Lalu, dimana posisi komik dalam dunia seni rupa Indonesia? Hikmat – yang pernah meraih penghargaan Asian Public Intellectual Fellowship atas penelitiannya tentang identitas nasional gambar-gambar komik di beberapa negara Asia seperti Jepang, Thailand, dan Indonesia – menjelaskan, perkembangan komik Indonesia sangat dipengaruhi oleh gaya menggambar komik Jepang dan Amerika.
Kedua negara itu telah menjadi kiblat utama komik-komik Indonesia. Meski, jauh sebelumnya yakni sekitar tahun 1929-an hingga 1930-an, masyarakat Indonesia sebenarnya telah mengenal komik melalui karya Kho Wan Gie dengan karakter utama “Si Put On”.
Dalam perkembangannya, komik Indonesia pun terbagi menjadi dua – mengikuti gaya manga Jepang atau goresan kuat ala komik Amerika yang kerap mengangkat kisah superhero. Sekitar 1955, gaya kebarat-baratan ini sempat ditolak oleh para pecinta buku Indonesia karena dianggab tak sesuai dengan karakter Indonesia. Sejak itulah, baru mulai muncul komik-komik dengan tokoh lokal yang diambil dari kisah perwayangan ataupun cerita rakyat.
Tak seperti Jepang yang meniadakan batasan antara seni manga dan anime dengan aliran seni rupa lainnya, Indonesia justru masih kesulitan menempatkan posisi karya-karya para komikus di ranah seni rupanya. Pada akhirnya, fenomena yang muncul adalah banyak seniman yang kemudian memanfaatkan karakter dan unsur-unsur komik sebagai karyanya.
Tren ini dimulai oleh seniman-seniman ‘pop art’ asal Amerika seperti Roy Lichtenstein, Andy Warhoal, Jasper Johns, dan James Rosenquist, yang membagi kanvasnya menjadi sejumlah panel layaknya buku-buku komik.
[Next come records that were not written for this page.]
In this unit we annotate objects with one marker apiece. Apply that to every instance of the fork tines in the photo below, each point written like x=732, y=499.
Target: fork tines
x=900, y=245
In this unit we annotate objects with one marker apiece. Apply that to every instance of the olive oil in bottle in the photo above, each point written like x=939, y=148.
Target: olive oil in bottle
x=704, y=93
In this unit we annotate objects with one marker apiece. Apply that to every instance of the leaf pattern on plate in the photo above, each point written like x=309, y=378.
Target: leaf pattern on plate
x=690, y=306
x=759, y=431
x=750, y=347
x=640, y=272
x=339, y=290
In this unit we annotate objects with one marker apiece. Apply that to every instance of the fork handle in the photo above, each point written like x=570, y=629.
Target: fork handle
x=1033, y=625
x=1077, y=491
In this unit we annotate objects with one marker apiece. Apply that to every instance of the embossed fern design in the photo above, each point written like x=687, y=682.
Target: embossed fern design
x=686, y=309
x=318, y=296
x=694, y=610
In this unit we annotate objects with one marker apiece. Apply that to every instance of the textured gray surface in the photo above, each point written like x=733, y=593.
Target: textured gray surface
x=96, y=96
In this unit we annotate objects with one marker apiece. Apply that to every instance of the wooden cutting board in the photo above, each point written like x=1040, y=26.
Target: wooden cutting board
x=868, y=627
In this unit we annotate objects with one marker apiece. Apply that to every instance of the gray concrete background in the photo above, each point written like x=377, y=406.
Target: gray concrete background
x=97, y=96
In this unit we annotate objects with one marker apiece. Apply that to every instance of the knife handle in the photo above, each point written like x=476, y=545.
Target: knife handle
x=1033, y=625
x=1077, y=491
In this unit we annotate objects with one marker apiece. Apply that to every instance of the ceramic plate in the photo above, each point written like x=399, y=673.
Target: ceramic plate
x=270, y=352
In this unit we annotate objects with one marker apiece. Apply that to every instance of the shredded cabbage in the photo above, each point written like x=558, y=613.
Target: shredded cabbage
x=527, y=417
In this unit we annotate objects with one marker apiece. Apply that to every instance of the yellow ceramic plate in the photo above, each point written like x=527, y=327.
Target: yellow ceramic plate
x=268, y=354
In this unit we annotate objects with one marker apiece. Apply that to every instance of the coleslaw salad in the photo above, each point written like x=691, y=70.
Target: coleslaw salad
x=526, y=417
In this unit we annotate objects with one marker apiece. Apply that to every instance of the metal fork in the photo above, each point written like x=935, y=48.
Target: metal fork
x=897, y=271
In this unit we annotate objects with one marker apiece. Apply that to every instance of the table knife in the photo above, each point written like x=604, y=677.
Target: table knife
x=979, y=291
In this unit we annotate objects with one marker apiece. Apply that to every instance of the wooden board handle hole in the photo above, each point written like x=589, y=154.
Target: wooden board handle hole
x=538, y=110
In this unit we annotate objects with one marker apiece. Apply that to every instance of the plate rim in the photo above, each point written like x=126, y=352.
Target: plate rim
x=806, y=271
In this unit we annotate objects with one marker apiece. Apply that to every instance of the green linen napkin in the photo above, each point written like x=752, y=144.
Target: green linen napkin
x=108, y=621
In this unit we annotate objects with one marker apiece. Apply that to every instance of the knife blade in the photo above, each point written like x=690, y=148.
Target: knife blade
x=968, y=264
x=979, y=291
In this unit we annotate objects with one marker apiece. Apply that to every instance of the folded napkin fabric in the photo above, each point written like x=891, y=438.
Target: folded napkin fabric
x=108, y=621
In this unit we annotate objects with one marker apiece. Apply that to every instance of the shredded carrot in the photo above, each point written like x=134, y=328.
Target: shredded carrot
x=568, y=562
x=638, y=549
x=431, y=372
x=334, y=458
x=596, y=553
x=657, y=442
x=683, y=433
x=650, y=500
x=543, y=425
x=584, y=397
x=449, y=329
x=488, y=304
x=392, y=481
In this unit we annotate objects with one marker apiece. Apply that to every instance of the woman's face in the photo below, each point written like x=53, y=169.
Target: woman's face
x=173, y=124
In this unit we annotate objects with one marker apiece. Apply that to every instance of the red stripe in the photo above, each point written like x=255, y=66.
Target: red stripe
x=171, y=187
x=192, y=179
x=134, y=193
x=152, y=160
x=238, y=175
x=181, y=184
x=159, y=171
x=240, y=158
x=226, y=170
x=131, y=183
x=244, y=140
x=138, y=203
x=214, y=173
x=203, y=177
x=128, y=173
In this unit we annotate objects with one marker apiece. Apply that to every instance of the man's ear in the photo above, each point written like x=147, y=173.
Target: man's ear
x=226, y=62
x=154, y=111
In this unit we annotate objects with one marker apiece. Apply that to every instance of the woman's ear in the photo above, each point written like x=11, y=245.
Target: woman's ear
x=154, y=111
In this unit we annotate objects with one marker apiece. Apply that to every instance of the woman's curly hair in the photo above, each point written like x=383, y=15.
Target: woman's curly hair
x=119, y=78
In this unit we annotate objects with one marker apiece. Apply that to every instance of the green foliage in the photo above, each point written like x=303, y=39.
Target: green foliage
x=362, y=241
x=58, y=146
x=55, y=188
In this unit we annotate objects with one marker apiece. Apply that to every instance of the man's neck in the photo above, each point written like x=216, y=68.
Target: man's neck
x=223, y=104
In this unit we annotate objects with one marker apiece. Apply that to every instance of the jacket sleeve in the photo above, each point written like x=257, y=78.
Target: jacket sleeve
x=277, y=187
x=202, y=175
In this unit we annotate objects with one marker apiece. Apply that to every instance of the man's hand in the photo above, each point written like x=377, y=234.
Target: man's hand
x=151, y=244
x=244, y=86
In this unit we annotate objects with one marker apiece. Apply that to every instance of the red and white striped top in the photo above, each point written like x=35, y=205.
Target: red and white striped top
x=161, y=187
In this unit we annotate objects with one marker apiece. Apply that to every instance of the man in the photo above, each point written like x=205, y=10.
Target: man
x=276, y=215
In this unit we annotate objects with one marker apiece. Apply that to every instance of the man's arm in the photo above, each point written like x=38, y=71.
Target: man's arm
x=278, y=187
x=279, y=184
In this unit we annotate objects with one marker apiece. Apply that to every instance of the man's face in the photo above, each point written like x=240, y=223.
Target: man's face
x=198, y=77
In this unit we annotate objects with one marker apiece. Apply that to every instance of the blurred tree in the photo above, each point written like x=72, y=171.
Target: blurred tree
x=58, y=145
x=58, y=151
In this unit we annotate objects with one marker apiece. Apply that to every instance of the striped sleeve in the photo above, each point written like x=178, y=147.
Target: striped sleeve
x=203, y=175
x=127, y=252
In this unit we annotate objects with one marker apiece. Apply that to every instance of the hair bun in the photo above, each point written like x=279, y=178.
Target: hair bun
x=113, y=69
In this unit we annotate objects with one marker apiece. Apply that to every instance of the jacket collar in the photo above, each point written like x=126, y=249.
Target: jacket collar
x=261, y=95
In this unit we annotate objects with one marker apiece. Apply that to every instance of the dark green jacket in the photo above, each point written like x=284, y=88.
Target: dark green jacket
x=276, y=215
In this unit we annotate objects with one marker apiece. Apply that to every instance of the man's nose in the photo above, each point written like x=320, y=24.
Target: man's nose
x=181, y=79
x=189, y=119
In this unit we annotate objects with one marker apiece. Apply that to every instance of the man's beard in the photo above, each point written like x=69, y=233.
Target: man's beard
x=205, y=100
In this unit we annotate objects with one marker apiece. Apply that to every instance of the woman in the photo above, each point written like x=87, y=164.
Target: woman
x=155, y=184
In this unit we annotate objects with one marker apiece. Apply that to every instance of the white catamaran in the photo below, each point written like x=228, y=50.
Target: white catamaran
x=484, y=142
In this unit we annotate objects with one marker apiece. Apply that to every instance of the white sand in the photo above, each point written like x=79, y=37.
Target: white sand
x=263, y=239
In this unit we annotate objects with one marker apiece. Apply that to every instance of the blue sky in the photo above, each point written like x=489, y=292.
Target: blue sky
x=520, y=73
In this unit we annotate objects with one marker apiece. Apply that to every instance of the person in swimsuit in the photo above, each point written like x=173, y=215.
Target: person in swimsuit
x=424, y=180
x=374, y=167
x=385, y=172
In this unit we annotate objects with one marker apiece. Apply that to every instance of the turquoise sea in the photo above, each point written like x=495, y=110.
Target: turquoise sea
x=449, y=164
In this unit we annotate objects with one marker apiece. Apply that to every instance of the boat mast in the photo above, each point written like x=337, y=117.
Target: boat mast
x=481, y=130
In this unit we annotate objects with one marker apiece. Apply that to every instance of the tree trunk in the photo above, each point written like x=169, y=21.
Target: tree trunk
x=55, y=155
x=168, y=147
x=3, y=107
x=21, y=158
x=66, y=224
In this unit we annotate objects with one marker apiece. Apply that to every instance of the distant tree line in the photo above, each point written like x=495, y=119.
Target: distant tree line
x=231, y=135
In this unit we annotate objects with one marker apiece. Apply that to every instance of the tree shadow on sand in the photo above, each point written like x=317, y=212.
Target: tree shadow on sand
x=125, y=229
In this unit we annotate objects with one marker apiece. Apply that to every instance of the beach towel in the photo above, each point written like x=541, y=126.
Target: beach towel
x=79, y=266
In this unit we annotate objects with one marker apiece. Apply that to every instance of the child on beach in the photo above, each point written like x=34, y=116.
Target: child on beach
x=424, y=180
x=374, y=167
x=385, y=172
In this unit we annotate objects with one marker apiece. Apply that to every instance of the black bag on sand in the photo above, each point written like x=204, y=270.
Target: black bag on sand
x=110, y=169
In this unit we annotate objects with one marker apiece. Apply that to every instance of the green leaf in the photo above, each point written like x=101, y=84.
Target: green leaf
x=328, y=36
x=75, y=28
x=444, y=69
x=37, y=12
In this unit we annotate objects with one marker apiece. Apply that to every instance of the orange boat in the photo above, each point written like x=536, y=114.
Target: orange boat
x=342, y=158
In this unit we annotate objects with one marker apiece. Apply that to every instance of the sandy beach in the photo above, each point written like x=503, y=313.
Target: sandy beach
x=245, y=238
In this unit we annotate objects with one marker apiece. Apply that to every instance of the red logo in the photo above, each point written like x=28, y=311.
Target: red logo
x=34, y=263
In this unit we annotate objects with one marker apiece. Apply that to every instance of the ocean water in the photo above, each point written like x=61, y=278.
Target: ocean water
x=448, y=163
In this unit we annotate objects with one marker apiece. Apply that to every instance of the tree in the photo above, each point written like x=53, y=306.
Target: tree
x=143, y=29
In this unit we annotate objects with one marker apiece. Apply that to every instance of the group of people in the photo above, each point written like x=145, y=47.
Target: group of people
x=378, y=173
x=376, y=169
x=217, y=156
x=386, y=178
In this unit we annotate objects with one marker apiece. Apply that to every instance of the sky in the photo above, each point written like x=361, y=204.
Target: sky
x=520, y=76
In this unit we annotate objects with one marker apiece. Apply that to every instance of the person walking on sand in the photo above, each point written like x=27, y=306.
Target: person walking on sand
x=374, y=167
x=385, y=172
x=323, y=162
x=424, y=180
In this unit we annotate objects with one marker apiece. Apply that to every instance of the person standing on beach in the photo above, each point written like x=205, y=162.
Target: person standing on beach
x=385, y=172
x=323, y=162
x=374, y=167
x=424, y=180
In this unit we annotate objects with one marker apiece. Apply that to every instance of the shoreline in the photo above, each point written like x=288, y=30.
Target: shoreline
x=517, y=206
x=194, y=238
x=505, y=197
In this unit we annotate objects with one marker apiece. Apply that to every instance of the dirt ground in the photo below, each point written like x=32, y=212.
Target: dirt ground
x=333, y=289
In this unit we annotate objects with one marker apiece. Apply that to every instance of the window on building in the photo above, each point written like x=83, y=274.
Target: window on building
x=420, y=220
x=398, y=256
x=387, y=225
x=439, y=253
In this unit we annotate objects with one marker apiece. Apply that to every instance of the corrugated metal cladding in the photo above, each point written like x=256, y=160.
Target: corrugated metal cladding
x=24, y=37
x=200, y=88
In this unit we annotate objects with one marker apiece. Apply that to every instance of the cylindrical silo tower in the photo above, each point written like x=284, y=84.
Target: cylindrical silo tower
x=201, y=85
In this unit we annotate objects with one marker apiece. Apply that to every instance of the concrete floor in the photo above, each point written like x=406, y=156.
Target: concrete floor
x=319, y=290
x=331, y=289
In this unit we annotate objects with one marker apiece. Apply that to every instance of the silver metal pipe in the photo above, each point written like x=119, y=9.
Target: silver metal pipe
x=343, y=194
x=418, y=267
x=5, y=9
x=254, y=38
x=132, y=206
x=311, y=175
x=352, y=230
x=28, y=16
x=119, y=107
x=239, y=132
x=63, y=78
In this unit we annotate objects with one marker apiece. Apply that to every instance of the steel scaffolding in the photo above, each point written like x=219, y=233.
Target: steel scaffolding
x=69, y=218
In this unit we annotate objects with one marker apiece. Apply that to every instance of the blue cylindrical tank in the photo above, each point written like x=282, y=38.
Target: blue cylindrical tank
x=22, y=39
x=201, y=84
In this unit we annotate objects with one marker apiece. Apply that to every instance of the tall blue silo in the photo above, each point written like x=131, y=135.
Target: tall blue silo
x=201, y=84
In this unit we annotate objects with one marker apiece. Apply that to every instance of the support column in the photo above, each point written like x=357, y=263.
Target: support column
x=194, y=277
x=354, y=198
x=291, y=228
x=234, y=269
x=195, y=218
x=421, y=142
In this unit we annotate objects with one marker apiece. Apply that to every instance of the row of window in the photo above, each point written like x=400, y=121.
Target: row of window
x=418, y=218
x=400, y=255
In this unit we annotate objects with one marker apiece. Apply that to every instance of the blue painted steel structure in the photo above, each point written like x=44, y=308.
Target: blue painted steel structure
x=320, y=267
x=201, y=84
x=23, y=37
Mereka bahkan menggunakan balon-balon kalimat yang menjadi ciri khas sebuah komik.
Di Indonesia, salah satu seniman ternama yang menggunakan metode serupa adalah Bambang “Toko” Witjaksono. Seniman lulusan desain grafis dari Fakultas Seni Rupa dan Desain-Institut Seni Rupa (ISI) Yogyakarta ini, juga mengadaptasi gaya komik yang menggunakan warna-warna kontras bergaya vintage, garis-garis hitam yang membentuk panel, dan gambaran-gambaran figur yang terinspirasi komik-komik barat.
Lalu, apakah perkembangan itu menjadi kunci penegas masuknya gaya komik kedalam seni rupa Indonesia? Hikmah menyangkalnya, karena menurutnya perkembangan komik berada di jalur yang berbeda dengan seni rupa. Meski akan ada kemungkinan, pembauran yang terjadi saat ini pada akhirnya akan mengkerucut melahirkan aliran seni rupa baru.